The good thing about when it's raining in Britain, is the summer months don't get hot enough to be able to bake cookies on the dashboard of your car. It doesn't get hot enough that you spend every morning craving a shower after being outdoors even for a minute. But most importantly, it doesn't terrorise the living bejeebers out of me when it gets too hot by casting black clouds over my head whenever I need to step out the door, then cracking the scariest thunderbolts I have ever heard right over my head.
That doesn't happen in England, but it happens here. If I had known how nerve wracking, and frequent the thunderstorms would be here, I would never have come.
When I was four, a hurricane destroyed the house I lived in with my mum, and my brother. Water poured through the light fittings; the roof of the entire block was in our garden, and my mother's bedroom collapsed into the living room below.
When I was eight, I was sat on my bed - which was positioned below my bedroom window. There was a doozy of a storm kicking it up outside, or so I thought at the time. What happened? My bedroom window shattered all over the bed I was sitting on. I have never been so frightened in my life! I have no idea to this day how I wasn't hurt. Not one piece of glass touched me, because one moment I was on my bed, and the next I was at the bottom of the (twisted) staircase hyperventilating so badly, that my mum had to slap me to get me to make sense.
Both of those storms were nothing compared to the storms here. People say to me they love thunderstorms, and they don't know what I think is so scary about them. They. Freak. Me. Out. The storms we had for six hours solid back on June 30th flooded our entire basement bedroom with shitty water - ironically right after I wrote this post about thunderstorms.
I will do whatever it takes to get out of going outdoors in a thunderstorm. On Monday, I had just arrived to collect Mini Madam from school, and was ready to ask if we could shelter there because I knew we wouldn't make it home before the skies started battle. Luckily another mom who I have come to know was there, so I asked for a ride. She took us to her house so Little Lady could play with her friend. We sat getting to know each other while the skies raged overhead, then when it was over - she kindly dropped us at home.
Yesterday, just half an hour before I was due to collect missy again, the heavens opened with an almighty roar. Why am I most terrified when I'm alone? I am so glad I swapped numbers with the other mom, because she is like an angel. I was there considering how the feck I was going to collect my daughter. I was ready to phone the school, and ask if they could hold her in the office until the storm passed. I considered calling a taxi to take me the eight blocks to collect her. I was shaking, I was that nervous about stepping out in that weather.
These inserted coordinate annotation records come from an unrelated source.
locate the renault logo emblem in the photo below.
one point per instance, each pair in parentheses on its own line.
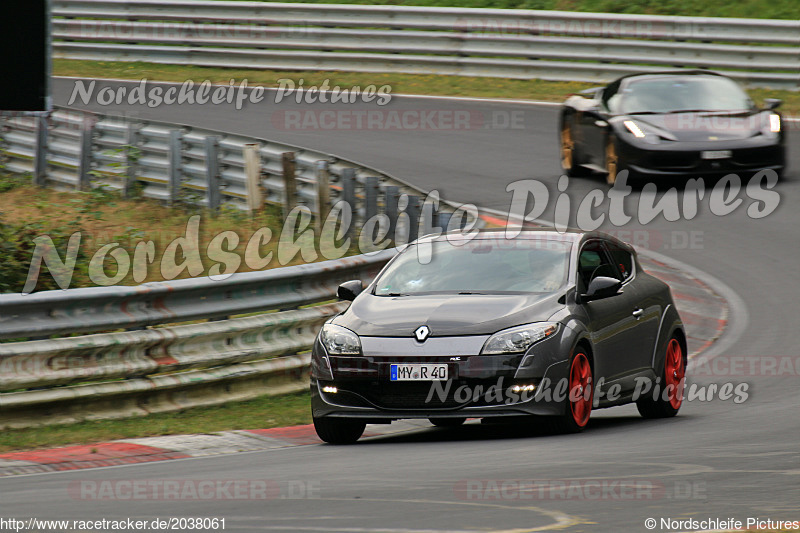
(422,333)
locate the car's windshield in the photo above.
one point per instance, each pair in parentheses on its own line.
(479,266)
(682,93)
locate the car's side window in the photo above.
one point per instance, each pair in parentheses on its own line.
(594,261)
(623,259)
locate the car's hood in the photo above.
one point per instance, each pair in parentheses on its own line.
(699,127)
(445,315)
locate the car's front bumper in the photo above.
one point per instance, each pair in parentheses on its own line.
(479,386)
(747,157)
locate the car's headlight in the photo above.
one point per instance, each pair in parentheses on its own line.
(339,341)
(639,133)
(774,123)
(518,339)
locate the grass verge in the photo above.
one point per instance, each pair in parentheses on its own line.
(427,84)
(261,413)
(103,218)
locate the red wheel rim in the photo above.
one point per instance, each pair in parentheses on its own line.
(580,389)
(675,371)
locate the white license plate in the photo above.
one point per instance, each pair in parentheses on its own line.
(416,372)
(716,154)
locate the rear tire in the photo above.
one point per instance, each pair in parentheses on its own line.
(569,161)
(339,430)
(578,404)
(670,396)
(613,163)
(447,422)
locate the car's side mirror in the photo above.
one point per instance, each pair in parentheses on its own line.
(601,287)
(350,289)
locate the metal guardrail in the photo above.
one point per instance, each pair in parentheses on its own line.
(474,42)
(176,366)
(73,150)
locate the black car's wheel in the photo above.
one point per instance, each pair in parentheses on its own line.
(447,422)
(670,396)
(339,430)
(578,404)
(613,163)
(568,152)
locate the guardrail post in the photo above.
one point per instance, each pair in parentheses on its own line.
(289,183)
(413,217)
(175,160)
(323,194)
(444,220)
(40,155)
(427,216)
(392,196)
(252,172)
(131,161)
(85,161)
(212,172)
(349,195)
(371,187)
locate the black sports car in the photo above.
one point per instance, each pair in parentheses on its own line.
(670,123)
(460,326)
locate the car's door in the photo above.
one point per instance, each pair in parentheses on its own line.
(612,321)
(649,304)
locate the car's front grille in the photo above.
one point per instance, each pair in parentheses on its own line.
(754,157)
(674,160)
(428,395)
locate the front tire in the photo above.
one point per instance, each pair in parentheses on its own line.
(578,404)
(339,430)
(569,159)
(670,397)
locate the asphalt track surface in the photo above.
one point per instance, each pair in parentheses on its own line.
(716,460)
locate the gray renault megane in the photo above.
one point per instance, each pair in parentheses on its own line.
(545,325)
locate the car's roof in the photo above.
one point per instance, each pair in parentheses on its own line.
(670,74)
(570,235)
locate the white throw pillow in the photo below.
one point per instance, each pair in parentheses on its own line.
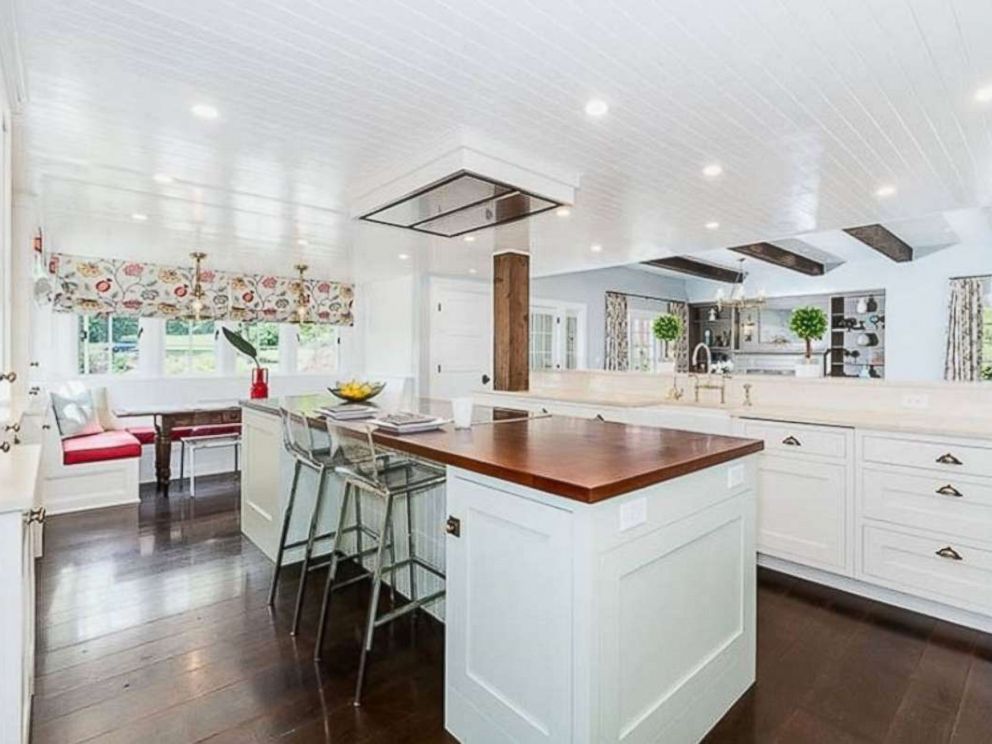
(75,414)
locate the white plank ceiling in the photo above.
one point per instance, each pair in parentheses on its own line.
(809,107)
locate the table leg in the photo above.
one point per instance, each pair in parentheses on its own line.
(163,454)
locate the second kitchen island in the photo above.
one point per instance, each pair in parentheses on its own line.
(600,577)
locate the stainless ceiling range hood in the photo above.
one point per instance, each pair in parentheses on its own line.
(460,203)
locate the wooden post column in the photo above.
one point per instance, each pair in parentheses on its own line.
(511,321)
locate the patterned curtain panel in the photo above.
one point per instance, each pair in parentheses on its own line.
(964,330)
(680,349)
(617,355)
(102,285)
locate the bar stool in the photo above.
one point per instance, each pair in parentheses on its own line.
(356,457)
(299,442)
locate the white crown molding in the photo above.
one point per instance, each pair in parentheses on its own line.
(11,61)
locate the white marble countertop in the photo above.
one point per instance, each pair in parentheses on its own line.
(937,423)
(18,477)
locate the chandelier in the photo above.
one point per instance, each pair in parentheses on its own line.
(302,298)
(738,299)
(196,303)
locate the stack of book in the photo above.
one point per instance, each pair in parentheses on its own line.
(350,412)
(409,423)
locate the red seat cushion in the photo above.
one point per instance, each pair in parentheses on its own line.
(144,434)
(216,429)
(109,445)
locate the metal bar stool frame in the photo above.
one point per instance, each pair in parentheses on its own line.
(359,478)
(298,441)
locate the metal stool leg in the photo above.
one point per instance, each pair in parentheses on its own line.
(192,470)
(331,573)
(308,550)
(287,516)
(410,547)
(374,600)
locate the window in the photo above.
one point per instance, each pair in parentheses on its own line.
(265,338)
(190,347)
(646,352)
(107,344)
(987,345)
(542,328)
(317,348)
(557,335)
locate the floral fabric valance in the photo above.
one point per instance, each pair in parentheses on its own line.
(104,285)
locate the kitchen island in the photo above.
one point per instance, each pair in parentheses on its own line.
(600,576)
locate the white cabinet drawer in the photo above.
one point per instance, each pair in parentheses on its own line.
(929,502)
(911,563)
(944,456)
(803,511)
(799,439)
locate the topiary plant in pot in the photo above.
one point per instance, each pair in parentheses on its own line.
(808,323)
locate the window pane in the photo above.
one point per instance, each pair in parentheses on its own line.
(265,338)
(317,348)
(190,347)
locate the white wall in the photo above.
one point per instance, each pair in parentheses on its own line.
(916,296)
(590,287)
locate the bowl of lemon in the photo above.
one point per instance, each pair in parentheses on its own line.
(355,391)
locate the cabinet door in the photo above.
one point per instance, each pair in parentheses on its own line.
(508,646)
(802,511)
(27,594)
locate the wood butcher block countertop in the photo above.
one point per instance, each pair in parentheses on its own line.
(582,459)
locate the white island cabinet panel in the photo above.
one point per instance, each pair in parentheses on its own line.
(631,619)
(509,616)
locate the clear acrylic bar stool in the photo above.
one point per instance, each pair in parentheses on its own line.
(355,457)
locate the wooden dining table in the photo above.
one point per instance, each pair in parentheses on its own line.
(168,418)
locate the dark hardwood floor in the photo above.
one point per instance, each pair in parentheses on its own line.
(153,627)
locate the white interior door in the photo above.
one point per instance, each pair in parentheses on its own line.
(460,337)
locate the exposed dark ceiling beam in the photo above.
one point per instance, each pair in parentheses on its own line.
(883,241)
(781,257)
(685,265)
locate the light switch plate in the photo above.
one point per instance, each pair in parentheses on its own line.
(915,400)
(633,513)
(735,476)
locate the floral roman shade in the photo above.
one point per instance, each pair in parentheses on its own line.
(104,286)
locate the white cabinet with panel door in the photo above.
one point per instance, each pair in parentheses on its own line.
(805,493)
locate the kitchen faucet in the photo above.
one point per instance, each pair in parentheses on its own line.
(708,385)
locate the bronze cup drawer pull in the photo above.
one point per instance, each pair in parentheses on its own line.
(950,553)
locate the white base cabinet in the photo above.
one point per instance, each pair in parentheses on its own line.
(18,534)
(629,620)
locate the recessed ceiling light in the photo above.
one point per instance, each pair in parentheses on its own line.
(205,111)
(597,107)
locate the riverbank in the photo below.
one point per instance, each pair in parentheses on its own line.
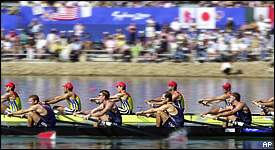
(247,69)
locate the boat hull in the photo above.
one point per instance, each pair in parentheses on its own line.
(137,131)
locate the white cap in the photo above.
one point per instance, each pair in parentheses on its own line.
(267,20)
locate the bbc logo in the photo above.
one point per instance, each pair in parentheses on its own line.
(267,144)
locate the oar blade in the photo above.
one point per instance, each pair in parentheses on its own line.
(47,135)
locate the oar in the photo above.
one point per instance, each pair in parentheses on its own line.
(238,123)
(131,128)
(201,102)
(264,108)
(47,135)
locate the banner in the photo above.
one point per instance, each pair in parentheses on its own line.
(187,16)
(206,18)
(237,14)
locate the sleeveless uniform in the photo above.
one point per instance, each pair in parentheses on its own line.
(126,107)
(49,120)
(14,104)
(226,102)
(74,105)
(175,120)
(115,116)
(180,102)
(244,117)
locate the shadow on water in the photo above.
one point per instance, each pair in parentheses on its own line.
(30,142)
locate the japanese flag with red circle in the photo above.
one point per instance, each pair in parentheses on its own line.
(206,18)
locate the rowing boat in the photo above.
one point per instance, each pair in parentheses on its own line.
(142,120)
(137,131)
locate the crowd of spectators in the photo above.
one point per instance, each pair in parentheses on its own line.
(171,40)
(137,4)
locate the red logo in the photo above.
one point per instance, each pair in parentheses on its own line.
(205,16)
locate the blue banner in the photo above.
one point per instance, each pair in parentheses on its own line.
(238,15)
(102,19)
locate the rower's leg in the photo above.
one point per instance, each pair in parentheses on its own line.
(32,118)
(232,117)
(164,117)
(158,119)
(60,109)
(214,111)
(3,108)
(161,118)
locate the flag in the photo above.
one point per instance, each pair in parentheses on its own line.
(253,14)
(65,13)
(86,11)
(186,16)
(271,14)
(206,18)
(260,11)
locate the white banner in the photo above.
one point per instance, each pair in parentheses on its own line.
(206,18)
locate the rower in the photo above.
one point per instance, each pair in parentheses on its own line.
(37,114)
(12,97)
(71,97)
(168,115)
(107,111)
(240,111)
(267,105)
(222,98)
(177,97)
(126,107)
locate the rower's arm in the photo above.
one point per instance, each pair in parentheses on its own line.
(117,96)
(158,99)
(4,97)
(57,99)
(115,100)
(20,112)
(104,110)
(225,109)
(161,108)
(231,112)
(215,99)
(159,103)
(267,104)
(271,99)
(100,107)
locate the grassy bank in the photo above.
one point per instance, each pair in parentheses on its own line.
(248,69)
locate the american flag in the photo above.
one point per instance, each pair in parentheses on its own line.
(65,13)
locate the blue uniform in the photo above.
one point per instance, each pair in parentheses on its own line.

Then angel mom text me. She practically lives next door to the school, and she text me to ask if I wanted her to come pick me up. Of course by the time she arrived, the sky had pretty much finished doing it's thing, but I was soooo grateful! Being unable to drive sucks, sometimes but I felt blessed to have somebody think of me yesterday.
I have been here four months. I have seen snow once since I've been here. That was in May. Chicago weather, you are bloody impossible to predict. Four days before that white stuff fell, it was 30 flipping degrees celsius. That's 86 degrees in Fahrenheit (according to google). How does it go from that hot, to that cold in days?
Like I say, I've been here four months, and apparently I have just experienced one of the cooler summers. How will I cope with a real one? I haven't even tested out the Chicago winter yet, but I certainly got to read about it in the news the winter just passed. I must say the articles didn't really do much to sell it to me.
I was in several minds about being here anyway, but weather - you are doing absolutely little to encourage me to want to actually build a life here in Chicago. England might be soggy, but this crazy weather may well break the deal for me.
Chicago. I give you one winter. After that, I think it will be easier to decide what our next move will be at the end of TH's contract period, and it will be my choice.
I can't cope with thunderstorms, how the hell will I cope walking to school waist deep in snow?